The Heinz Endowments kicked in $100,000 to help pay half of the bureau’s salaries for two years. President Grant Oliphant said that while it’s somewhat unusual for foundations to pay actual salaries, it does happen.

“And when we do it we’re very explicit that this is a one-to-three year arrangement, and then we do not do it after that, because it’s really up to government to decide whether it can fund it,” Oliphant said.

He said supporting the bureau is about helping the city address two issues that align with the Heinz Endowments’ goals.

“One was to get into education issues,” Oliphant said. “There’s probably no more important issue for the future of Pittsburgh than what happens with our public schools. The other piece was a stronger connection to community itself, and looking at the neighborhood level and being able to engage the community differently than the mayoral office typically does."

Oliphant called the combination of Peduto and Allegheny County Executive Rich Fitzgerald “an exciting constellation,” and said they’re approaching the foundations differently than any other local leaders in recent history.
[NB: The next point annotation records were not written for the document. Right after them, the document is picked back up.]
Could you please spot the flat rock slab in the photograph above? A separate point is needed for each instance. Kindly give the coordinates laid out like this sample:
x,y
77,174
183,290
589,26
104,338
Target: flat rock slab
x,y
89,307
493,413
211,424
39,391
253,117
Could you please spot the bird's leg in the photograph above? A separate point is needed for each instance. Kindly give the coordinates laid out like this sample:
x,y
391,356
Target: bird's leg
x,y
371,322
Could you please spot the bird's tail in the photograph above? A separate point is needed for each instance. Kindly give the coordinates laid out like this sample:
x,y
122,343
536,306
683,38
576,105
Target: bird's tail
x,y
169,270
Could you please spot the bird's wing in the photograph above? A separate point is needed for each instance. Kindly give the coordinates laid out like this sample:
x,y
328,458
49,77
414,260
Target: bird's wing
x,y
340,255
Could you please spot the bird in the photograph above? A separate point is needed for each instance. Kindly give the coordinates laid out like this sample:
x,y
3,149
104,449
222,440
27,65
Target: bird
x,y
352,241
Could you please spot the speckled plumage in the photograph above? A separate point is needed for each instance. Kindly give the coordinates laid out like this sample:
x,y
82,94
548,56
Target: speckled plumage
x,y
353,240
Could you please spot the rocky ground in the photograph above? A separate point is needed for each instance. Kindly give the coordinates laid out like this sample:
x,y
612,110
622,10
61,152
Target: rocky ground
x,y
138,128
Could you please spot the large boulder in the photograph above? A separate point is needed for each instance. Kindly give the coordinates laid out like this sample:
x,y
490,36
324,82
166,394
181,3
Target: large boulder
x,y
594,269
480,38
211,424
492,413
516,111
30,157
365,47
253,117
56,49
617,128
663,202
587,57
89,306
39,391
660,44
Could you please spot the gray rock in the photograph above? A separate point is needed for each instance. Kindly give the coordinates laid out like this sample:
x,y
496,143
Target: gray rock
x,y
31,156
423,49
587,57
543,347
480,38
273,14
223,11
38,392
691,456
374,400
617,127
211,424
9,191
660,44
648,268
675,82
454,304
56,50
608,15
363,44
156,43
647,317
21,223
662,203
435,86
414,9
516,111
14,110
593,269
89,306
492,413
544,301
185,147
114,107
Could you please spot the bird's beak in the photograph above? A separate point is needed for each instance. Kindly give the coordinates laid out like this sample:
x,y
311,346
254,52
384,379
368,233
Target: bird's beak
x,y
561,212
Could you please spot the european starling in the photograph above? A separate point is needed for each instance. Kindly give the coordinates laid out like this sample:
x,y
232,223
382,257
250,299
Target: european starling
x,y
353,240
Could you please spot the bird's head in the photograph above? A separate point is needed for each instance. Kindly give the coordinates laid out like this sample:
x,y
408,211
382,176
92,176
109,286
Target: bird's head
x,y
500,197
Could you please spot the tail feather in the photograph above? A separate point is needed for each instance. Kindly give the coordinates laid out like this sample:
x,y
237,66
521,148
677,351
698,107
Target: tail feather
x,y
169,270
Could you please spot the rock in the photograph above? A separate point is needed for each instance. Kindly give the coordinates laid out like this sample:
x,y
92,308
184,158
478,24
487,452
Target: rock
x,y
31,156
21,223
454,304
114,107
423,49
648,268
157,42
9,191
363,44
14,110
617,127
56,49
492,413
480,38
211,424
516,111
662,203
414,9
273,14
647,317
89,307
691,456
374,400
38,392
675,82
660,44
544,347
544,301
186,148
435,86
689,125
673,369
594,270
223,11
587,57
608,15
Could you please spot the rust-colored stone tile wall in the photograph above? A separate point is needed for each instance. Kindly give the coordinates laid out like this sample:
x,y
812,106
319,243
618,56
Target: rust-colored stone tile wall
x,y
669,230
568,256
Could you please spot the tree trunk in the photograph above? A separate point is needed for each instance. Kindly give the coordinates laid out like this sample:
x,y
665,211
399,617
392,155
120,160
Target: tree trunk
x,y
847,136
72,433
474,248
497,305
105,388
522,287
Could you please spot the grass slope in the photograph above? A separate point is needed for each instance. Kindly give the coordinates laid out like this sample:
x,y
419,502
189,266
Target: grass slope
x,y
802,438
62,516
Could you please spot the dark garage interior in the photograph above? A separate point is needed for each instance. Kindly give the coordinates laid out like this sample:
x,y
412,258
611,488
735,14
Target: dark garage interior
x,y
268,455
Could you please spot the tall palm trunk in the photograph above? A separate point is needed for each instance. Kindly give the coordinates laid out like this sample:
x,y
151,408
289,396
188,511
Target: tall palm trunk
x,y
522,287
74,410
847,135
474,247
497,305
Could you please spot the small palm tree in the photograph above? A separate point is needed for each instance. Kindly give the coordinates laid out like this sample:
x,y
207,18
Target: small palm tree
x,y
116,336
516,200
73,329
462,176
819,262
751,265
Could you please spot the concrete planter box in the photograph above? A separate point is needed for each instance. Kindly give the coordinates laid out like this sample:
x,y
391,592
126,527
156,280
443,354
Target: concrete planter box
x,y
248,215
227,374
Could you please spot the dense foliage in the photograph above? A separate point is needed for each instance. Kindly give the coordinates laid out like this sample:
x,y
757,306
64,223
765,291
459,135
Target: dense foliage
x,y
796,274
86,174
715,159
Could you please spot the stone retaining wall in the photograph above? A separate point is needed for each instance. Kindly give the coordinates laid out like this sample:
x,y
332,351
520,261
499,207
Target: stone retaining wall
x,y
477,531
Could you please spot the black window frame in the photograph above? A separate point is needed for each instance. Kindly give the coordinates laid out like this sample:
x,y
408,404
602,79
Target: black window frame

“I think the tendency, typically, is to treat foundations as buckets of money rather than the sort of intellectual and value resources that they really are,” Oliphant said.

Budget director Sam Ashbaugh said that’s not by accident.

“In recent years, the foundation community hasn’t been part of or welcomed into city hall, and we’ve really opened up the doors to say we’re here and we want to work with you on a number of areas of mutual importance,” Ashbaugh said.

Those areas include economic development, environmental protection and education.

“There’s a willingness to move forward, there’s a willingness to take on big ideas,” Oliphant said. “That should get us into big questions of urban planning, urban design, the ways in which we help neighborhoods that are developing benefit the people who live there and not just the people who are moving in."

Oliphant said Pittsburgh is poised to play a role in creating the city of the future, something that’s not lost on the national foundation community.

“It used to be that I had to bring up Pittsburgh and make Pittsburgh’s case,” Oliphant said. “They actually bring Pittsburgh up to me now. I’ve had several experiences in recent weeks where actually they bring Pittsburgh up and they bring Mayor Peduto up, and they talk about the changes in the city and how exciting it is.”

The city has received 30 grants so far this year. While the greatest number of individual awards (11) came from non-profit and foundation sources, the greatest source of grant funding was the federal government. Data supplied by City of Pittsburgh Office of Management and Budget.

Oliphant said he’s not really looking to make small incremental changes, and he suspects that Peduto and Fitzgerald aren’t either. But he also recognizes that change doesn’t happen all at once.

“Sometimes you’ve got to put one foot in front of the other and begin making change for people to see that possibility actually can be realized, and that we can create something even better than what we have,” Oliphant said.

Melanie Ondek and the city’s other grants officers will continue to look for ways, big and small, to create something better, especially in Pittsburgh’s most historically marginalized neighborhoods.

She said they recently submitted a three-year, $40,000 dollar grant application to the lawn care company Scott’s, a joint effort with the urban agriculture nonprofit Grow Pittsburgh.

The goal: Transform a vacant baseball field in the Hill District, which Ondek said has become a nuisance property, into an edible community garden.